Peut-être les adeptes des principes de la pyramide en briques surmontée d’un œil représentée sur le billet d’un dollar, qui représente l’élite (l’œil) dominant les masses aveugles (les briques) se rendent-ils comptent que le modèle que représente un tel symbole est illusoire. En effet, tout comme l’esclave est esclave de son maître à cause des moyens que celui-ci utilise pour maintenir sa domination sur lui, le maître est esclave de la nécessité de conserver sans cesse ce contrôle et finit par être corrompu par la nature des moyens auxquels il doit avoir recours. Les « maîtres » ne sont donc eux-mêmes pas libres ; et quand bien même de nobles intentions réformatrices les animeraient-ils, ils devraient rapidement les abandonner car il y a de fortes chances que le peuple, préférant rester dans sa vulgarité et son ignorance, les repousse. L’élite elle-même n’aura donc qu’un pouvoir illusoire face à l’ordre des choses, qu’elle sera contrainte de suivre. Elle s’en retrouvera rabaissée à la même vulgarité que le peuple qu’elle méprise, ayant comme seule possibilité de se plonger dans l’égoïsme et la préoccupation de son seul confort.

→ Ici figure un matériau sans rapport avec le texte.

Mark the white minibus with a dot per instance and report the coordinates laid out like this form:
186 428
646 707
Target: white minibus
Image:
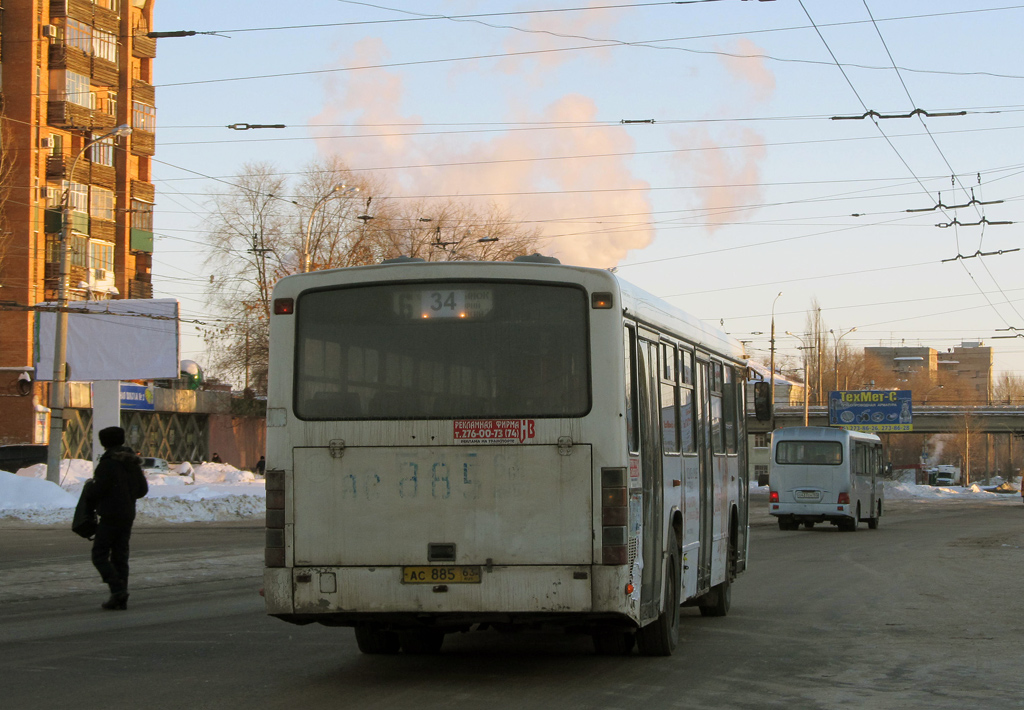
824 474
461 446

Comme nous le disions dans le premier paragraphe, l’élite d’un groupe n’est que le reflet de ce groupe, puisque ce sont ses membres qui lui permettent, plus ou moins consciemment, plus ou moins directement, d’accéder à la fonction suprême qui consiste à les guider. Ils ne pourront alors choisir que des personnes avec qui ils partagent des affinités, qui les rassurent, qui leur promettent une vie béate dénuée de toute souffrance due à quelque prise de conscience que ce soit… C’est aussi la raison pour laquelle les élites d’un temps chutent et que d’autres leur succèdent ; les chefs sont remplacés lorsque la différence entre eux et ceux qu’ils mènent a atteint un seuil critique.
Or, en quoi la base sur laquelle ces chefs reposent, donc les classes sociales qui leur sont inférieures, peut-elle changer, puisque le genre humain n’a pas changé depuis qu’il est tel que nous le connaissons ? S’il n’a pas changé dans le fond, la mentalité de certaines sociétés et quelques circonstances ont permis des changements de régime sur fond de révolution. Ceux qui n’ont rien eu dans leur vie, de leur naissance à leur décès, n’ont généralement pas tendance à se rebeller car ils trouvent cet état des choses normal, puisqu’il a toujours été le leur. La frustration qui mène à l’envie de rébellion apparaît lorsqu’une part significative de la qualité de vie a été enlevée, ou qu’il devient si pénible pour la survie des classes les plus pauvres que la révolte est le dernier recours auquel leur corps puisse faire appel ; c’est une conséquence de l’accumulation de connaissances par le genre humain : les savoirs acquis et exploités servent souvent à vivre mieux tout en travaillant moins péniblement, et il ne peut y avoir de retour en arrière sans résistance. Alors est rassemblée la condition principale à l’établissement d’une base populaire nécessaire aux éventuels intellectuels, généraux et oligarques mécontents du système, qui pourront prétendre le renverser.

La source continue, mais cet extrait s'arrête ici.